Maureen managed on her own for a long time. At 81, it wasn't the housework that finally got to her, it was the shower. Standing on wet tiles, reaching for the shampoo, doing up the buttons on a blouse afterwards with hands that no longer cooperated. She'd never wanted a stranger seeing her like that. What she wanted was to feel like herself again in the morning, safely, and to have some say in who helped her do it.

Maureen's story is an illustrative scenario, created to show how Support at Home works in practice. It is not a real client testimonial.

If that's you, the short answer is yes. Personal care is one of the most commonly funded things on the Support at Home service list, which replaced Home Care Packages on 1 November 2025. But the fuller answer, the one that matters to Maureen, is about how it works and who does it.

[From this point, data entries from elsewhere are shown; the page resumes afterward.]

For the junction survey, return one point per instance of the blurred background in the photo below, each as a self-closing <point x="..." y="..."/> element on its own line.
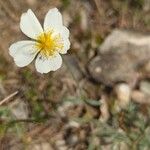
<point x="99" y="98"/>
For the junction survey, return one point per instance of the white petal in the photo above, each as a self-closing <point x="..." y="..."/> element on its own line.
<point x="53" y="19"/>
<point x="23" y="52"/>
<point x="30" y="25"/>
<point x="45" y="65"/>
<point x="66" y="47"/>
<point x="64" y="32"/>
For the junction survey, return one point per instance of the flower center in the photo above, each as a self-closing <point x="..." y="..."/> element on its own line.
<point x="48" y="43"/>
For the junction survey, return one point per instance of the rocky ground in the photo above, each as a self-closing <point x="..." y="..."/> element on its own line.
<point x="100" y="97"/>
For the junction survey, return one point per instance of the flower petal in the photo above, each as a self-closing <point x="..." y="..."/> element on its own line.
<point x="66" y="47"/>
<point x="64" y="32"/>
<point x="53" y="19"/>
<point x="23" y="52"/>
<point x="45" y="65"/>
<point x="30" y="25"/>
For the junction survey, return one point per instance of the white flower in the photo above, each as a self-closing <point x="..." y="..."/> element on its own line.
<point x="46" y="45"/>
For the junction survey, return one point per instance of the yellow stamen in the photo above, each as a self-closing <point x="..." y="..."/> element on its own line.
<point x="48" y="43"/>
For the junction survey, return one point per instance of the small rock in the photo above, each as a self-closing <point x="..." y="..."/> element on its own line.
<point x="40" y="146"/>
<point x="19" y="109"/>
<point x="123" y="92"/>
<point x="140" y="97"/>
<point x="104" y="110"/>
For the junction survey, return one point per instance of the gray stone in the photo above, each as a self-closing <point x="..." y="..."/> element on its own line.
<point x="121" y="57"/>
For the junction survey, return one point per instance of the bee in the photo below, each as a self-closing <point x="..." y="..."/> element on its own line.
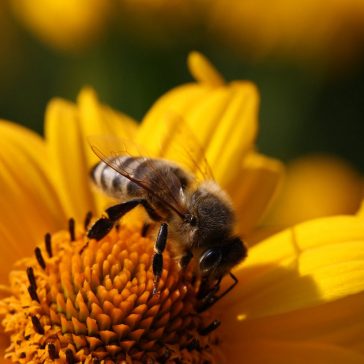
<point x="197" y="216"/>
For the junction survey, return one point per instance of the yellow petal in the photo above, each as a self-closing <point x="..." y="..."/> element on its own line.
<point x="321" y="186"/>
<point x="285" y="352"/>
<point x="25" y="191"/>
<point x="253" y="191"/>
<point x="66" y="151"/>
<point x="153" y="132"/>
<point x="360" y="212"/>
<point x="313" y="263"/>
<point x="339" y="323"/>
<point x="228" y="119"/>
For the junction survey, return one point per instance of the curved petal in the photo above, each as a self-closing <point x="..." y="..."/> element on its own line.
<point x="313" y="263"/>
<point x="222" y="117"/>
<point x="340" y="323"/>
<point x="67" y="158"/>
<point x="252" y="193"/>
<point x="26" y="191"/>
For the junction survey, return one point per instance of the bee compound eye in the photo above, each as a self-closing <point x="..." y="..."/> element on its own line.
<point x="210" y="259"/>
<point x="190" y="219"/>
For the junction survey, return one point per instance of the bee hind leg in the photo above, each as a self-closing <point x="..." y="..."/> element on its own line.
<point x="103" y="225"/>
<point x="159" y="246"/>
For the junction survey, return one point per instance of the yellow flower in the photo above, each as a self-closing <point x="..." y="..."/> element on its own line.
<point x="68" y="25"/>
<point x="321" y="185"/>
<point x="330" y="30"/>
<point x="300" y="293"/>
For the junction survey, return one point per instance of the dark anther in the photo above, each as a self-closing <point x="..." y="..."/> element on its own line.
<point x="87" y="220"/>
<point x="48" y="244"/>
<point x="33" y="293"/>
<point x="71" y="228"/>
<point x="39" y="256"/>
<point x="52" y="351"/>
<point x="145" y="229"/>
<point x="117" y="226"/>
<point x="211" y="327"/>
<point x="31" y="277"/>
<point x="194" y="344"/>
<point x="69" y="356"/>
<point x="206" y="305"/>
<point x="37" y="325"/>
<point x="165" y="356"/>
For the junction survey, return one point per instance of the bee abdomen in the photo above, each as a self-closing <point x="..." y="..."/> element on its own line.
<point x="112" y="182"/>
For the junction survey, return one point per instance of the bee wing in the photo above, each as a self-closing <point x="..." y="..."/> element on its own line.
<point x="181" y="144"/>
<point x="109" y="149"/>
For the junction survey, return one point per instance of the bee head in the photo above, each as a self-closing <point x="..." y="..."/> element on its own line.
<point x="218" y="260"/>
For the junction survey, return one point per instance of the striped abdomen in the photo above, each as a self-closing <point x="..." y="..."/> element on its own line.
<point x="160" y="175"/>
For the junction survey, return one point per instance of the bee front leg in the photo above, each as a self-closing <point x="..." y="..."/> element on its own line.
<point x="159" y="246"/>
<point x="111" y="215"/>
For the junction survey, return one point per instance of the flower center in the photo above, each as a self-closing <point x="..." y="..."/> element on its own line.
<point x="82" y="301"/>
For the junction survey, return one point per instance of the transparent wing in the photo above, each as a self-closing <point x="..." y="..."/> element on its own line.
<point x="164" y="187"/>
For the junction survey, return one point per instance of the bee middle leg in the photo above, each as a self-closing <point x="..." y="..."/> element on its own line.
<point x="103" y="225"/>
<point x="159" y="246"/>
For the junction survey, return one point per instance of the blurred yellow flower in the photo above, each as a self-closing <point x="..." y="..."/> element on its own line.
<point x="329" y="30"/>
<point x="300" y="293"/>
<point x="67" y="25"/>
<point x="316" y="186"/>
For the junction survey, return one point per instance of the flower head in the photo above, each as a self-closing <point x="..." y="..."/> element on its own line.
<point x="300" y="292"/>
<point x="83" y="303"/>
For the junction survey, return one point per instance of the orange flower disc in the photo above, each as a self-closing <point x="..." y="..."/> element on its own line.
<point x="93" y="302"/>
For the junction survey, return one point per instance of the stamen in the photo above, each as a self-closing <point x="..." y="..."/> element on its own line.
<point x="87" y="220"/>
<point x="71" y="229"/>
<point x="64" y="307"/>
<point x="37" y="325"/>
<point x="145" y="230"/>
<point x="213" y="326"/>
<point x="39" y="256"/>
<point x="52" y="351"/>
<point x="69" y="356"/>
<point x="48" y="244"/>
<point x="33" y="293"/>
<point x="31" y="277"/>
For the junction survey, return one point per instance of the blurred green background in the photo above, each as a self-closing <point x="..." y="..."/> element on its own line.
<point x="311" y="84"/>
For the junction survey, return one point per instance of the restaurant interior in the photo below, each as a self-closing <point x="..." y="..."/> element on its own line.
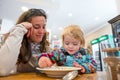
<point x="99" y="20"/>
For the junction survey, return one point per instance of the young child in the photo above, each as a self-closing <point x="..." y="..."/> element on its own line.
<point x="72" y="53"/>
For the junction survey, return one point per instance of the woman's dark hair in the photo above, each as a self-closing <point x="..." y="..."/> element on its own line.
<point x="25" y="50"/>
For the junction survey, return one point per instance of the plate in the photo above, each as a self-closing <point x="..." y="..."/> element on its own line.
<point x="58" y="71"/>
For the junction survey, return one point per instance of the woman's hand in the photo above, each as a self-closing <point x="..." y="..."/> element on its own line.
<point x="44" y="62"/>
<point x="79" y="66"/>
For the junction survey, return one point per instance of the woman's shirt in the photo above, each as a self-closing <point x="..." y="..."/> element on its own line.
<point x="62" y="58"/>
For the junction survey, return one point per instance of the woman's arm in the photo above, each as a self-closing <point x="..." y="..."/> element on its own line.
<point x="9" y="51"/>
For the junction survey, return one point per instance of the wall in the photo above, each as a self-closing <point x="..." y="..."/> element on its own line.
<point x="107" y="29"/>
<point x="118" y="5"/>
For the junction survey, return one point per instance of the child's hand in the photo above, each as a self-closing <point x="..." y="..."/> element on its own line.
<point x="79" y="66"/>
<point x="44" y="62"/>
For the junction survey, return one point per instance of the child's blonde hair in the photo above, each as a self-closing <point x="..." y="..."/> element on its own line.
<point x="75" y="32"/>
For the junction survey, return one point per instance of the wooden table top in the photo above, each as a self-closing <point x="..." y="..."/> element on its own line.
<point x="40" y="76"/>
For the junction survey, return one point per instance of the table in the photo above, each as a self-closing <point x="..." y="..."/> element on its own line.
<point x="108" y="50"/>
<point x="40" y="76"/>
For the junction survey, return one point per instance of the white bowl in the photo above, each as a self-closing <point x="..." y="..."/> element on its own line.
<point x="58" y="71"/>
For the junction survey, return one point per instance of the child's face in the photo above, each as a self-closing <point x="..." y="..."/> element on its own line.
<point x="71" y="44"/>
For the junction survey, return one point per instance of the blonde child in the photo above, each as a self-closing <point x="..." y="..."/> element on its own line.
<point x="72" y="53"/>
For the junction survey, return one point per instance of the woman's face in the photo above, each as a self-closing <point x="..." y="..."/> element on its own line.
<point x="38" y="30"/>
<point x="71" y="44"/>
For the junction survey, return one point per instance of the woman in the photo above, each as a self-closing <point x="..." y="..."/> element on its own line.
<point x="26" y="40"/>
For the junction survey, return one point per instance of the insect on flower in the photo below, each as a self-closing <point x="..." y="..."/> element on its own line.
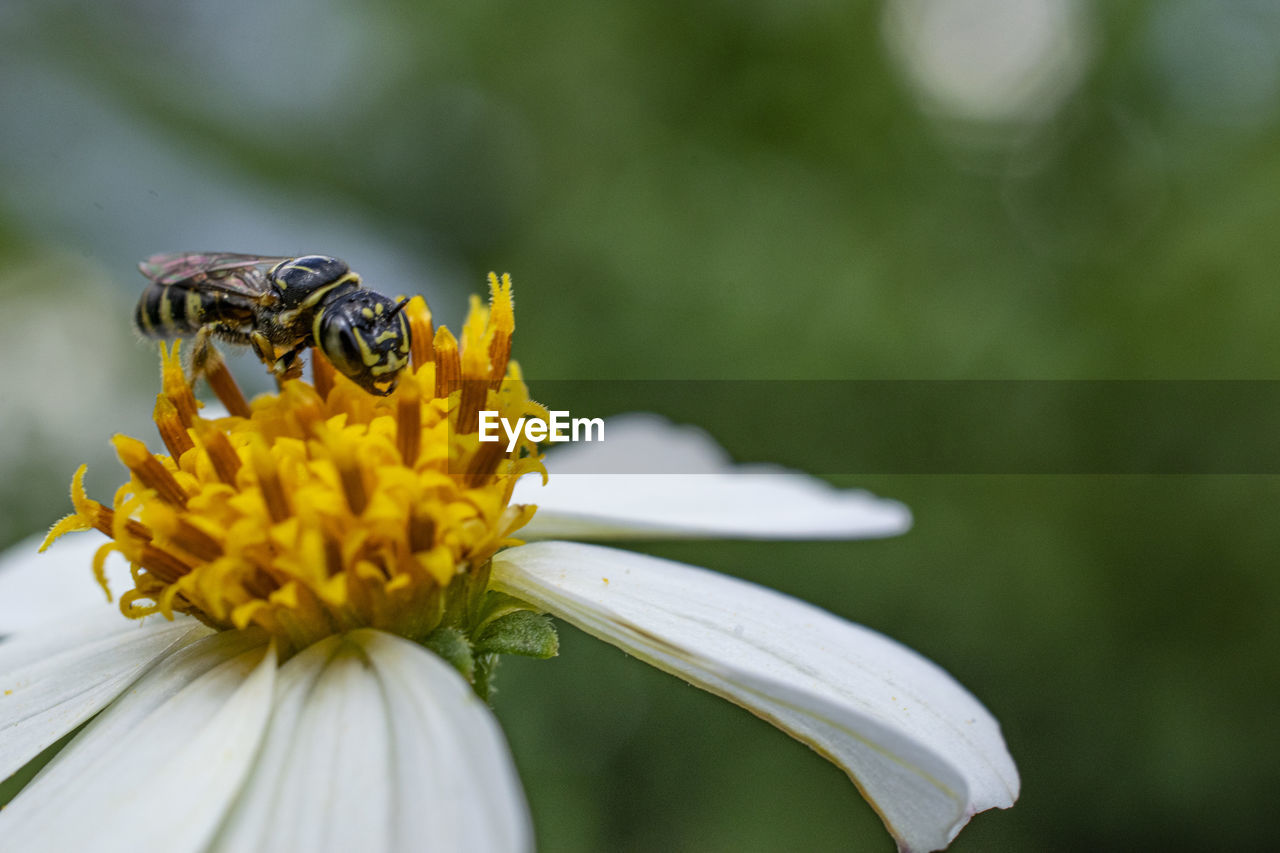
<point x="279" y="306"/>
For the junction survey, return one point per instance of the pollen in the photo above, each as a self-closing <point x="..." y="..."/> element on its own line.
<point x="324" y="509"/>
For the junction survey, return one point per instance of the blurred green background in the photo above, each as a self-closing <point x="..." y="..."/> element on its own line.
<point x="817" y="188"/>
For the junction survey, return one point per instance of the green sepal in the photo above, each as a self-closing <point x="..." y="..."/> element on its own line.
<point x="453" y="647"/>
<point x="519" y="633"/>
<point x="487" y="666"/>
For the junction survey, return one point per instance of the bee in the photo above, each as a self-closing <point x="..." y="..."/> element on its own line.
<point x="279" y="306"/>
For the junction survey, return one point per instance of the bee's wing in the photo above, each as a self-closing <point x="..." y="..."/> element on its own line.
<point x="222" y="270"/>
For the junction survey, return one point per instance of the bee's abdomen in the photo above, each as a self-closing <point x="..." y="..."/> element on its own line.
<point x="173" y="311"/>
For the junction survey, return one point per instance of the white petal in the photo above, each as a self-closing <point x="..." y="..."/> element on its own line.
<point x="54" y="679"/>
<point x="923" y="751"/>
<point x="650" y="479"/>
<point x="156" y="770"/>
<point x="378" y="744"/>
<point x="41" y="588"/>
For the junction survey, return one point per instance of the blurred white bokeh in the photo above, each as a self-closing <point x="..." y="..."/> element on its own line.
<point x="990" y="62"/>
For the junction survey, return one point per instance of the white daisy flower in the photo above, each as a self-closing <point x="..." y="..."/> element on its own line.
<point x="319" y="587"/>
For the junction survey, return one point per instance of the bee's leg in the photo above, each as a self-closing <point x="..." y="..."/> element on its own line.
<point x="263" y="347"/>
<point x="287" y="366"/>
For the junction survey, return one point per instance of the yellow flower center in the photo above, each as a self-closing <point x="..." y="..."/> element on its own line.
<point x="324" y="509"/>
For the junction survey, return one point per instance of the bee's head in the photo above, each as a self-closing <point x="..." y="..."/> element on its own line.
<point x="365" y="336"/>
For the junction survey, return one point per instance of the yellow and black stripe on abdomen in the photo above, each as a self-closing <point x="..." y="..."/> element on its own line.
<point x="172" y="311"/>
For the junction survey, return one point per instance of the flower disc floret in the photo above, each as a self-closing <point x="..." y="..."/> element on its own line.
<point x="324" y="509"/>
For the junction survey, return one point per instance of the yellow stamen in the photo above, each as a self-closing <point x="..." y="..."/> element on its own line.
<point x="224" y="384"/>
<point x="421" y="331"/>
<point x="323" y="507"/>
<point x="448" y="368"/>
<point x="173" y="433"/>
<point x="174" y="386"/>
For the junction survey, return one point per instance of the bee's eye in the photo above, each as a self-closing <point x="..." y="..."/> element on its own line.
<point x="339" y="343"/>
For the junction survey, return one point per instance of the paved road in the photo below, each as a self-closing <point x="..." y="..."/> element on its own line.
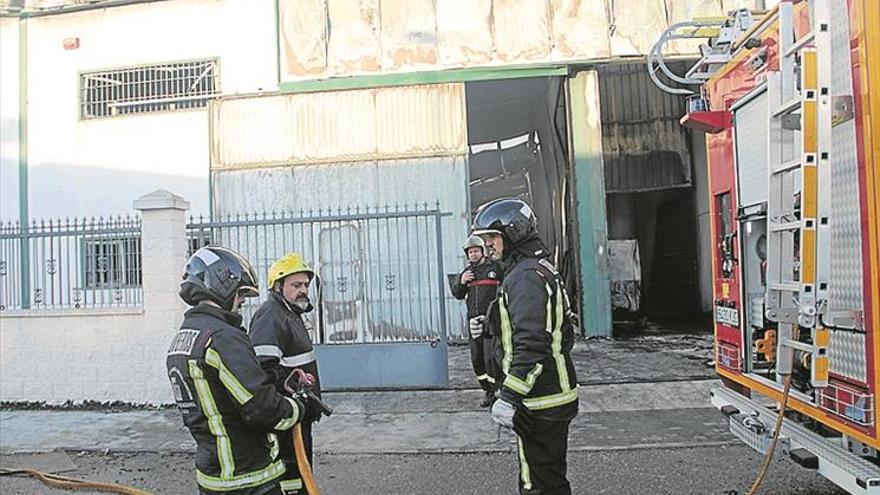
<point x="695" y="470"/>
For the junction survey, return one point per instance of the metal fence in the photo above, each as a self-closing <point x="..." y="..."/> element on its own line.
<point x="380" y="269"/>
<point x="71" y="263"/>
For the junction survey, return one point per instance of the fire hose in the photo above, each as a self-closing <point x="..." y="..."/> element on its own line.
<point x="66" y="483"/>
<point x="299" y="384"/>
<point x="769" y="455"/>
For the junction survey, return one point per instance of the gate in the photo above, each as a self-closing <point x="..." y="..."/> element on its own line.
<point x="381" y="292"/>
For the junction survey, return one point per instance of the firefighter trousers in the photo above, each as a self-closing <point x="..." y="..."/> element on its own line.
<point x="542" y="447"/>
<point x="291" y="480"/>
<point x="481" y="359"/>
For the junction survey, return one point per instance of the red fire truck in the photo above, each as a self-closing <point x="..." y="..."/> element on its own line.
<point x="790" y="104"/>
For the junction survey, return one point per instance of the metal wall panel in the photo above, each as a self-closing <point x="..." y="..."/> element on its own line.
<point x="359" y="185"/>
<point x="751" y="150"/>
<point x="341" y="126"/>
<point x="322" y="39"/>
<point x="644" y="146"/>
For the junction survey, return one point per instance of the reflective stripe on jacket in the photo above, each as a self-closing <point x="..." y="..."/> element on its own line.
<point x="282" y="342"/>
<point x="536" y="338"/>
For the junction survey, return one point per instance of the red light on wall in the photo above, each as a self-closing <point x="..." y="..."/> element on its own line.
<point x="71" y="43"/>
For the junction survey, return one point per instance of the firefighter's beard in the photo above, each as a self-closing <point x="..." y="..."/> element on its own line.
<point x="303" y="304"/>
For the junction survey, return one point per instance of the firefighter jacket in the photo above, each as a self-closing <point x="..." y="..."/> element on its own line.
<point x="534" y="336"/>
<point x="227" y="401"/>
<point x="482" y="290"/>
<point x="282" y="344"/>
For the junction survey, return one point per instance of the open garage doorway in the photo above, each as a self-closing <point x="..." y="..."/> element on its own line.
<point x="518" y="147"/>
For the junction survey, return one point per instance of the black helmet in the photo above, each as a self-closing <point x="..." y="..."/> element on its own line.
<point x="511" y="218"/>
<point x="217" y="274"/>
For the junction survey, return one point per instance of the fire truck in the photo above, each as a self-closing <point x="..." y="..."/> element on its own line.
<point x="789" y="101"/>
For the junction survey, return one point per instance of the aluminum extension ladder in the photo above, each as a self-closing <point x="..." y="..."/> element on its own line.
<point x="798" y="231"/>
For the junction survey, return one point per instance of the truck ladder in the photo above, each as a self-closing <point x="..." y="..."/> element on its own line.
<point x="799" y="187"/>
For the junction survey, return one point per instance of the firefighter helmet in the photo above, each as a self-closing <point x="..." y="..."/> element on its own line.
<point x="286" y="265"/>
<point x="474" y="241"/>
<point x="217" y="274"/>
<point x="510" y="218"/>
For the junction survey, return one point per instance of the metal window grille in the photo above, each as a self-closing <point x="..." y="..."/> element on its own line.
<point x="71" y="263"/>
<point x="372" y="285"/>
<point x="149" y="88"/>
<point x="112" y="262"/>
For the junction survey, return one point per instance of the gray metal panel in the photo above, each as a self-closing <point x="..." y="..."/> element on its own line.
<point x="361" y="184"/>
<point x="383" y="365"/>
<point x="644" y="146"/>
<point x="338" y="126"/>
<point x="846" y="292"/>
<point x="751" y="150"/>
<point x="846" y="351"/>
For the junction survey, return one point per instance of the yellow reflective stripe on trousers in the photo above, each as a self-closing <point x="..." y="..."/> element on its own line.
<point x="247" y="480"/>
<point x="241" y="394"/>
<point x="215" y="421"/>
<point x="548" y="401"/>
<point x="291" y="485"/>
<point x="524" y="387"/>
<point x="485" y="378"/>
<point x="506" y="334"/>
<point x="556" y="345"/>
<point x="274" y="448"/>
<point x="524" y="473"/>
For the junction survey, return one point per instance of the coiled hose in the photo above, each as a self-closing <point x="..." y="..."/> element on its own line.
<point x="66" y="483"/>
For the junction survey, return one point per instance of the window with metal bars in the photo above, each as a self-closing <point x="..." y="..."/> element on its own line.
<point x="148" y="88"/>
<point x="113" y="262"/>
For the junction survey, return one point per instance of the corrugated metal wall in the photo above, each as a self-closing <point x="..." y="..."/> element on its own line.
<point x="322" y="39"/>
<point x="645" y="147"/>
<point x="341" y="126"/>
<point x="363" y="148"/>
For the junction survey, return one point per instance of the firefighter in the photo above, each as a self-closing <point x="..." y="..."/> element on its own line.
<point x="228" y="403"/>
<point x="282" y="344"/>
<point x="478" y="283"/>
<point x="534" y="334"/>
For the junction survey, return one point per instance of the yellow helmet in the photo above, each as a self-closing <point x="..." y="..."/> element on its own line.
<point x="286" y="265"/>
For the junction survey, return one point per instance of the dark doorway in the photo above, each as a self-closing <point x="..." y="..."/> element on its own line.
<point x="518" y="141"/>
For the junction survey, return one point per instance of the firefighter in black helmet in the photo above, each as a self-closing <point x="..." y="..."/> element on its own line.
<point x="228" y="403"/>
<point x="533" y="334"/>
<point x="478" y="283"/>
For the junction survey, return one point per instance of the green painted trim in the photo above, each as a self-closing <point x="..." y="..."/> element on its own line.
<point x="277" y="43"/>
<point x="589" y="186"/>
<point x="23" y="210"/>
<point x="414" y="78"/>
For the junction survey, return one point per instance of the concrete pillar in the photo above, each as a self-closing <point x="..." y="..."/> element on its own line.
<point x="163" y="251"/>
<point x="589" y="174"/>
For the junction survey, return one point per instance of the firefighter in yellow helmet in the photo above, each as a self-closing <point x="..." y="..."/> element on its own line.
<point x="282" y="345"/>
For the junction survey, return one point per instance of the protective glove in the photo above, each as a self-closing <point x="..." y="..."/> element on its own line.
<point x="503" y="412"/>
<point x="475" y="326"/>
<point x="300" y="410"/>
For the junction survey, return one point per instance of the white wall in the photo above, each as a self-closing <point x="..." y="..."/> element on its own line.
<point x="8" y="119"/>
<point x="99" y="354"/>
<point x="96" y="166"/>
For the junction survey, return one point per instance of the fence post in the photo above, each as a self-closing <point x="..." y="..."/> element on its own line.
<point x="438" y="223"/>
<point x="163" y="251"/>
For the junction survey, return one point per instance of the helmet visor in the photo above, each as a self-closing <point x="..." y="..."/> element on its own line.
<point x="248" y="291"/>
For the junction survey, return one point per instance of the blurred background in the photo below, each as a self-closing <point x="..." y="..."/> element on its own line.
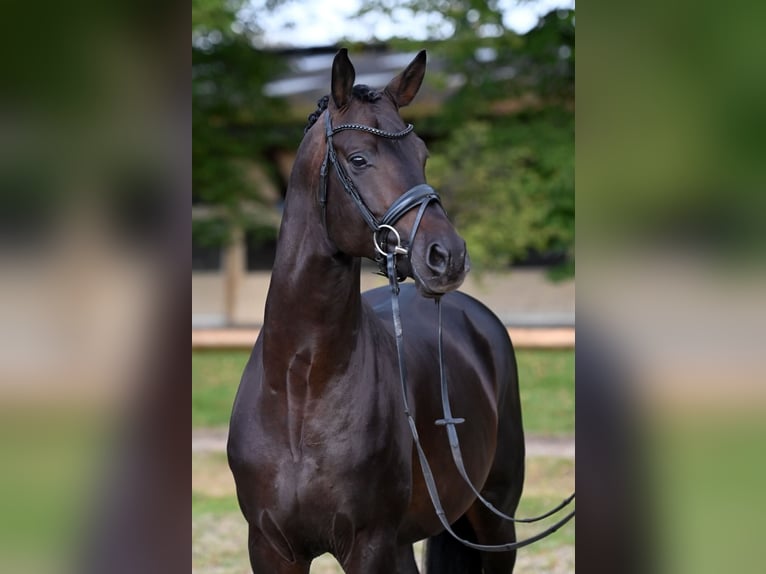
<point x="496" y="110"/>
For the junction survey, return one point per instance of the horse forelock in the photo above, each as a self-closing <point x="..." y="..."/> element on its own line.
<point x="360" y="92"/>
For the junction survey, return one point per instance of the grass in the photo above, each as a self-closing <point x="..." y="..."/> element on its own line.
<point x="219" y="532"/>
<point x="546" y="379"/>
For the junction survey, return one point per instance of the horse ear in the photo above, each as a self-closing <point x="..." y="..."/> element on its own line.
<point x="404" y="86"/>
<point x="343" y="75"/>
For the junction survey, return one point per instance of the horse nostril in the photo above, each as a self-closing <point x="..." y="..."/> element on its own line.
<point x="438" y="259"/>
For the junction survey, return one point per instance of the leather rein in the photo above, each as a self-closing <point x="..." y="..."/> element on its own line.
<point x="420" y="195"/>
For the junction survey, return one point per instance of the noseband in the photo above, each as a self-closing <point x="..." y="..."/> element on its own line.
<point x="420" y="195"/>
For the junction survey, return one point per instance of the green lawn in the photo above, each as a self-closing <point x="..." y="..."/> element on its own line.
<point x="546" y="379"/>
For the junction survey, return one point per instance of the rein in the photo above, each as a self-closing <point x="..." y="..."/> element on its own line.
<point x="450" y="422"/>
<point x="420" y="195"/>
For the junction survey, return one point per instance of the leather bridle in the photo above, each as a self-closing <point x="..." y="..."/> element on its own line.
<point x="420" y="195"/>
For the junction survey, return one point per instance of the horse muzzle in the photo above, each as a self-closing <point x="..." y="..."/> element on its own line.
<point x="441" y="267"/>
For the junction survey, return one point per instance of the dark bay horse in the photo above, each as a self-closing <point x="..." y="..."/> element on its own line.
<point x="319" y="443"/>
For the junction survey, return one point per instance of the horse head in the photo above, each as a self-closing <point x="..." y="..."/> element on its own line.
<point x="373" y="192"/>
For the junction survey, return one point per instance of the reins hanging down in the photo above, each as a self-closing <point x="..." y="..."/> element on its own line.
<point x="420" y="195"/>
<point x="427" y="473"/>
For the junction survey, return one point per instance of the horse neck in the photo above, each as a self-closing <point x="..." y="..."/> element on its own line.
<point x="313" y="308"/>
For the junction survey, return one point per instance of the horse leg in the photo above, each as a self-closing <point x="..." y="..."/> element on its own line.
<point x="374" y="553"/>
<point x="264" y="558"/>
<point x="406" y="560"/>
<point x="491" y="529"/>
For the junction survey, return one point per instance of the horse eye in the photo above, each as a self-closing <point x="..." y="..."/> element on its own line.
<point x="358" y="161"/>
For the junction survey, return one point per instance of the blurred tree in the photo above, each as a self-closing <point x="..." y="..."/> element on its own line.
<point x="228" y="113"/>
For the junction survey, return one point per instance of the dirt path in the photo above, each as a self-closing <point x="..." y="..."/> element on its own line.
<point x="214" y="440"/>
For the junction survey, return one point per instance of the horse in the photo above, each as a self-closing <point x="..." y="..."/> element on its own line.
<point x="319" y="443"/>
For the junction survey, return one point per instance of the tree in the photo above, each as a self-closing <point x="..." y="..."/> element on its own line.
<point x="228" y="108"/>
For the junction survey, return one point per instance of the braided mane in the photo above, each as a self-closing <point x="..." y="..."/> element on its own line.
<point x="360" y="92"/>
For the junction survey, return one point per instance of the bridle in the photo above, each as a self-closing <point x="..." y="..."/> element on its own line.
<point x="420" y="195"/>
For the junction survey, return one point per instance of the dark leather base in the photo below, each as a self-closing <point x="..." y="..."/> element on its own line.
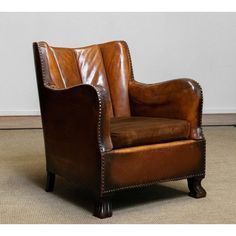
<point x="195" y="187"/>
<point x="103" y="208"/>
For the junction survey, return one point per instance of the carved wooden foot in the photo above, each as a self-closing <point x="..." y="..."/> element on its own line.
<point x="195" y="187"/>
<point x="50" y="181"/>
<point x="103" y="208"/>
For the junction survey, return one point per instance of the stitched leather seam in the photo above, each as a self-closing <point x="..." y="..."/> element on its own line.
<point x="152" y="183"/>
<point x="130" y="60"/>
<point x="45" y="82"/>
<point x="113" y="112"/>
<point x="100" y="142"/>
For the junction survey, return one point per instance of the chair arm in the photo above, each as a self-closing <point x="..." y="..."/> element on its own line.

Where personal care sits on the service list

Support at Home organises everything into three categories. Personal care lives in the independence supports category, the group of services designed to help you keep doing everyday things for yourself. That covers help with showering, bathing, dressing, grooming, toileting and moving safely around the home. The point of the category name is worth holding onto: this funding exists to protect your independence, not replace it.

What "personal care" actually includes

People sometimes picture personal care as one thing, but it's really a set of small, dignified tasks that keep a day on track. Help stepping in and out of the shower. A hand with buttons, zips and shoelaces. Assistance with hair, shaving or applying moisturiser. Support with continence needs. Being there to steady you on the way to the bathroom overnight. For Maureen, it's mostly the morning shower and getting dressed, twice a week to start with. Your care plan sets out exactly which tasks are funded for you.

Dignity and choosing your own worker

Personal care is close work. Someone is in the bathroom with you, helping with a body that's changed. That's precisely why the question "who does it?" matters as much as "is it funded?". When you self-manage, you choose the worker, not a roster you never see. If the fit isn't right, you say so and change it. Maureen ended up with the same support worker each visit, someone she came to trust, which turned a dreaded part of the week into a manageable one.

The one-question habit: before you start any personal care, ask your provider "is this in my plan, and can I choose who provides it?" With Partner with Care, routine questions get an instant answer and anything trickier gets a same-day answer from a real person who already knows your situation. You never have to commit first and find out later.

Will you pay a contribution?

Here's the honest part. Clinical care like nursing is fully government funded, but personal care is an independence support, and a participant contribution can apply. The amount depends on your means, for instance whether you receive the Age Pension, so no article can tell you your number. Get your exact rate from My Aged Care on 1800 200 422, then ask your provider to show you what it means per visit before anything is booked.

Self-managing keeps the choice yours

Some people worry that funded personal care means losing control of something deeply private. It's the opposite when you self-manage. As a registered Support at Home provider, Partner with Care handles the claiming, compliance and government-facing paperwork. You choose the worker, the days and the routine. And because your budget is live on screen, you can see exactly what's available before you book another visit. Self-managed care is how Maureen kept her mornings her own.